4. Drive through Chick-fil-A for peppermint chip milkshakes. Hey, we know something as simple as a car ride can pass for a change of scenery. Everybody will love, and we’ll worry about our waistlines in 2021.
5. Speaking of scenery, driving through “Speedway Christmas” at Charlotte Motor Speedway has never made more sense as a family activity. From what a mom friend tells me – and she’s a mother of six, bless her – it’s terrific.

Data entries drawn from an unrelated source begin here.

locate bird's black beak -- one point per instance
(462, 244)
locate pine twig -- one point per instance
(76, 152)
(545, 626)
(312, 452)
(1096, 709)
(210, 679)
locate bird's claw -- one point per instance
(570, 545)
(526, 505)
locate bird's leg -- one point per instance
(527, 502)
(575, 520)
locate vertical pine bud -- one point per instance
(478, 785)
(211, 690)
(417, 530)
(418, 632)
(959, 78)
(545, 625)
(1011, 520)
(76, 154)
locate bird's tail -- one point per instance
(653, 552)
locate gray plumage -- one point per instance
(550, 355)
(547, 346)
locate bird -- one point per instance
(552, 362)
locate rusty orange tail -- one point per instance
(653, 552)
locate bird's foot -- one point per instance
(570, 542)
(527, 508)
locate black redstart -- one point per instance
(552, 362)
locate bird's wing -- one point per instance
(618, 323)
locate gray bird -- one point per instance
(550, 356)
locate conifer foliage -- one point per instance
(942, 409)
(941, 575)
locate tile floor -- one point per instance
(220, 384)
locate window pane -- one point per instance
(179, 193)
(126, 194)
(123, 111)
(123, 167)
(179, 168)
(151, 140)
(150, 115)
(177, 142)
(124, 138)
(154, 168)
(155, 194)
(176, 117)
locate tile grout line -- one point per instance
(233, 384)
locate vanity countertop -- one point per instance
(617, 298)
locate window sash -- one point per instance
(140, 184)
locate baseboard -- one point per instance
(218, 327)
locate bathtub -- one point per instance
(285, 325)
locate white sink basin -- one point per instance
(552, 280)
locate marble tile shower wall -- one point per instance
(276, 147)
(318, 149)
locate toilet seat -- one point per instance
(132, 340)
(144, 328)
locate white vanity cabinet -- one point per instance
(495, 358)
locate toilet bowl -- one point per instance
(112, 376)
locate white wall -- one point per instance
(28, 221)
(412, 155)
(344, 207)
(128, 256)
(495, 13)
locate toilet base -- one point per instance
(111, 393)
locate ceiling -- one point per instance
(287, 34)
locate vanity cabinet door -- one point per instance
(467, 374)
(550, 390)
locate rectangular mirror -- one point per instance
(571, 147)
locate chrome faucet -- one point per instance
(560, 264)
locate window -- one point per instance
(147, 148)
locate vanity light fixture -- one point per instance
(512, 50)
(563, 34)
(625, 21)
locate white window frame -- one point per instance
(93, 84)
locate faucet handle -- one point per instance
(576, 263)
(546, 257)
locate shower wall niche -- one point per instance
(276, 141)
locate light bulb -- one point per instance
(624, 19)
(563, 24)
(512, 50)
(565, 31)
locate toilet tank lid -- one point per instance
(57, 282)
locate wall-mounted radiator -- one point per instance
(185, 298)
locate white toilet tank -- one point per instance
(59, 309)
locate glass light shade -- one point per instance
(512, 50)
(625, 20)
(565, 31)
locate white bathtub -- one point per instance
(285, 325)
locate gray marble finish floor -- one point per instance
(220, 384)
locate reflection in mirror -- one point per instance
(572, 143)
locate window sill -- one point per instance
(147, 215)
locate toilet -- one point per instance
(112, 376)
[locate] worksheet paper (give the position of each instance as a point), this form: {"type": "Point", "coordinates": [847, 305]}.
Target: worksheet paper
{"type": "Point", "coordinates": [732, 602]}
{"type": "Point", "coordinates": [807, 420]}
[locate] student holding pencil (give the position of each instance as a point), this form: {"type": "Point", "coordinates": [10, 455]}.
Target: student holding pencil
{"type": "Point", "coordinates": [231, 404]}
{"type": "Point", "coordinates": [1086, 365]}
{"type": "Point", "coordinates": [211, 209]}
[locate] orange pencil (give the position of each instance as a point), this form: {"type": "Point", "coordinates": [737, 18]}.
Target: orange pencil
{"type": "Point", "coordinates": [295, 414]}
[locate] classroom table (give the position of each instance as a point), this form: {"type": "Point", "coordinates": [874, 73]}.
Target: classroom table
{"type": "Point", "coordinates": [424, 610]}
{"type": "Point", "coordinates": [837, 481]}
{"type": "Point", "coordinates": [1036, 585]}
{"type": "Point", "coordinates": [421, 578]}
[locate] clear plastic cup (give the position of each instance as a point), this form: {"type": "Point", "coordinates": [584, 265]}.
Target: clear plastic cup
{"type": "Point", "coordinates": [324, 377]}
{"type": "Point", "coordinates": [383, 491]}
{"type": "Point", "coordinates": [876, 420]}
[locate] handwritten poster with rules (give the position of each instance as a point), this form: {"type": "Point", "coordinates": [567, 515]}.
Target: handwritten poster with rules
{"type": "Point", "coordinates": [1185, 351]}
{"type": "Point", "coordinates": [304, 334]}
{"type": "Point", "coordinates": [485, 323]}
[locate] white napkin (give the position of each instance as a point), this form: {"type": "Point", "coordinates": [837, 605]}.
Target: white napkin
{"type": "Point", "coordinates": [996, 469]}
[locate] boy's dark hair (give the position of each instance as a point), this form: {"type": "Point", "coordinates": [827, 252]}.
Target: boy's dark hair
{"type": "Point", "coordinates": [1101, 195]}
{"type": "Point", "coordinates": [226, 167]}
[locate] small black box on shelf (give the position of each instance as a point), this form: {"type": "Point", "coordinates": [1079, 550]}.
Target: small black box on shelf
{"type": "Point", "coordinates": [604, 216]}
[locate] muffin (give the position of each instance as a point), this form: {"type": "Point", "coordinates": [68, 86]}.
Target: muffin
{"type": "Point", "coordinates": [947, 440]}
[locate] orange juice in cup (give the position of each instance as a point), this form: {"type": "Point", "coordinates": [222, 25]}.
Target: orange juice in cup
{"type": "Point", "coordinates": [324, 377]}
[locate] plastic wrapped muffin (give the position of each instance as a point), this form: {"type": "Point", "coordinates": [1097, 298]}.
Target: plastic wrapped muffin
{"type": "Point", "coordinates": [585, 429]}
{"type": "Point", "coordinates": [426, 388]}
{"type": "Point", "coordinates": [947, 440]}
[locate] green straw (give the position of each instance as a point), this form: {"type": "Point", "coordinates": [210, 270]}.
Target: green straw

Plus traffic moves a lot faster than McAdenville.
6. Venture out on foot to see Christmas lights – whether it’s walking the neighborhood to count Frosty the Snowman blow-ups or driving to the Daniel Stowe Botanical Garden in Belmont to see Holidays at the Garden.
7. Bake Christmas cookies. This will actually feel like a regular holiday activity – bonus! The only thing we had to “settle for” this year was inviting family only (last year we did a playdate.) But this is a great way to get a jump on Santa’s treat or a gift for a neighbor or teacher.
8. Construct a Gingerbread house. Same principle as baking cookies, but it comes with readymade reading material and a pre-packaged kit at the grocery store.
9. Do Christmas crafts – and I’m not even slightly crafty. I found stencils of Christmas trees online, traced and cut them out with construction paper and let my boys go to town with whatever art supplies we had lying around – dot markets, stickers, and on that day I was feeling generous, paint.
10. Christmas Pajama Party. My husband and I used to wait until Christmas Eve to open ours. When the boys came along, that got moved up to the night before their Christmas PJ party at preschool. In 2020, why bother even waiting for that?
11. Turn up the Christmas music. Whether you’ve got a piano in the house and can accompany family singalongs or you need Alexa to “play some Christmas music,” nothing lightens the mood like Decking The Halls with a dance party.
12. Finally, when in doubt, play “The Grinch” on repeat. It works for us. I think we were at 10 times and counting a week after we DVR’ed it. Hey, whatever works in the age of COVID, and you can’t beat the message. As we know now more than ever, Christmas “doesn’t come from a store. Maybe Christmas, perhaps…means a little bit more!”